Knowledge management (KM) provides a formal mechanism for the identification and distribution of knowledge. Benefits of proper KM are improved organizational effectiveness, delivery of customer value and satisfaction, and added product and service innovation [9]. There is no reason to believe that IT security will be an exception. It has been recognized that the first step in the KM process is to identify or define knowledge needs [7]. We have developed an Information Security Knowledge Architecture (ISKA) that organizations can use to determine their IT security knowledge needs. ISKA can be used by organizations to determine the status of their current IT security knowledge and determine the target IT security knowledge architecture. Consequently, this architecture will assist organizations in developing a knowledge strategy that will pave the way for them to go from the initial or current knowledge state as determined by the current knowledge architecture to the goal knowledge state as determined by the final knowledge architecture. It is also expected that ISKA will become a tool for researchers for developing hypotheses that will lend to empirical testing.

ISKA provides a fundamental structure of knowledge that may remain relatively time-invariant; however, the internal details of the knowledge architecture will be dynamic, with interorganizational as well as temporal variations. Interorganizational variations arise from the differences in the organization's mission and exposure to the environment as well as use of technologies, while temporal variations are caused by the changes in technologies and the nature of threats over time. For example, security administrators have always needed knowledge of data encryption, and this knowledge has remained time-invariant, while knowledge of newer encryption schemes must be added to the security administrators' repertoire, adding a dynamic component to the knowledge and to ISKA. Organizations can develop the basic architecture discussed here as an initial source of input, adding details and honing the architecture to suit their specific IT security goals.

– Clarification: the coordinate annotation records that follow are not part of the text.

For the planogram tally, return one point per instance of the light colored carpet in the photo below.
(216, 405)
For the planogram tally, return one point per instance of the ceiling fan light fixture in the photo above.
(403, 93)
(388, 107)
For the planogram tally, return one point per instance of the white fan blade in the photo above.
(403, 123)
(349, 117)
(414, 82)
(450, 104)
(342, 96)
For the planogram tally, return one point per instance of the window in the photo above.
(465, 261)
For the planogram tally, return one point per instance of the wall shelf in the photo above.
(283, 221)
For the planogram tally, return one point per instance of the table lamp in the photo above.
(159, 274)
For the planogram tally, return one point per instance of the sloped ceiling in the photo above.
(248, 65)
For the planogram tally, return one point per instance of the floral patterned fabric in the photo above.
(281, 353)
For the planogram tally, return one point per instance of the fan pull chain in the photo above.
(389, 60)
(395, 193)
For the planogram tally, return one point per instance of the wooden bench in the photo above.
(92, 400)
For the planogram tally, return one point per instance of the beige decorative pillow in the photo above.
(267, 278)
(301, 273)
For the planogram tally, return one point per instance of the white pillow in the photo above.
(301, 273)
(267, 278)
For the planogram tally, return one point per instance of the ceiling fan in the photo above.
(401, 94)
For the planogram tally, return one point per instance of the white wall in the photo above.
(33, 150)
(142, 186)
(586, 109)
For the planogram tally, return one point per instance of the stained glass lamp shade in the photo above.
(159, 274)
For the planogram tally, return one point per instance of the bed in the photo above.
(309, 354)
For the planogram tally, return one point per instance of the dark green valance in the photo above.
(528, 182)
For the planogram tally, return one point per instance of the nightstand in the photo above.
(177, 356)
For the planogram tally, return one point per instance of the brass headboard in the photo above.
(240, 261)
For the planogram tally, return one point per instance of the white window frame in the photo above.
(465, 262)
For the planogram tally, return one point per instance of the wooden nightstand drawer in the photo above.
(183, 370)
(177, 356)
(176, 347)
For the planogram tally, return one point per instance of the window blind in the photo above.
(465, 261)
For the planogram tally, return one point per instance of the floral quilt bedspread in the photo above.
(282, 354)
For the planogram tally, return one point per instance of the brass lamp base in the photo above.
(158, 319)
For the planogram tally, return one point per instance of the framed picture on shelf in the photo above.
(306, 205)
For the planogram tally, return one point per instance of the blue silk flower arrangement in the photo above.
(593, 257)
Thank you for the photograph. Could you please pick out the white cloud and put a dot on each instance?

ISKA provides a unique and generalizable approach for developing a knowledge architecture. While the basic components of ISKA were identified using KM concepts, we have not encountered an architectural approach in the KM literature that integrates the components through interfaces. Moreover, previous approaches to KM covered in IT security literature neither included all the components that ISKA has, nor are those grounded in the concepts and principles of KM. ISKA is generalizable because the fundamental structure can be applied to domains other than IT security, though the details will vary from domain to domain. We chose IT security because of its current importance as well as the importance of knowledge in maintaining IT security. An illustrative example has been provided to aid the practitioner for implementing ISKA in organizations.

Back to Top

Development of the ISKA

We used a two-step approach for developing ISKA. In the first step, the various components of ISKA were identified and defined. In the second step, the interfaces between the components were defined and analyzed. To identify the components of ISKA we delved into a wide variety of definitions for KM as well as theories of KM and incorporated it into the goals of IT security discussed previously. The definitions from the KM literature that were used and its relationship to ISKA components are listed in Table 1. Words or phrases that were helpful in component identification are shown in bold type. Each identified component was checked for cohesion as well as its ability to serve the confidentiality, integrity, and availability (CIA) triangle that forms the fundamental basis of IT security [11, 12]. The components identified were stakeholders, knowledge dimensions, knowledge characteristics, and knowledge resources. Figure 1 shows the components and interfaces of ISKA.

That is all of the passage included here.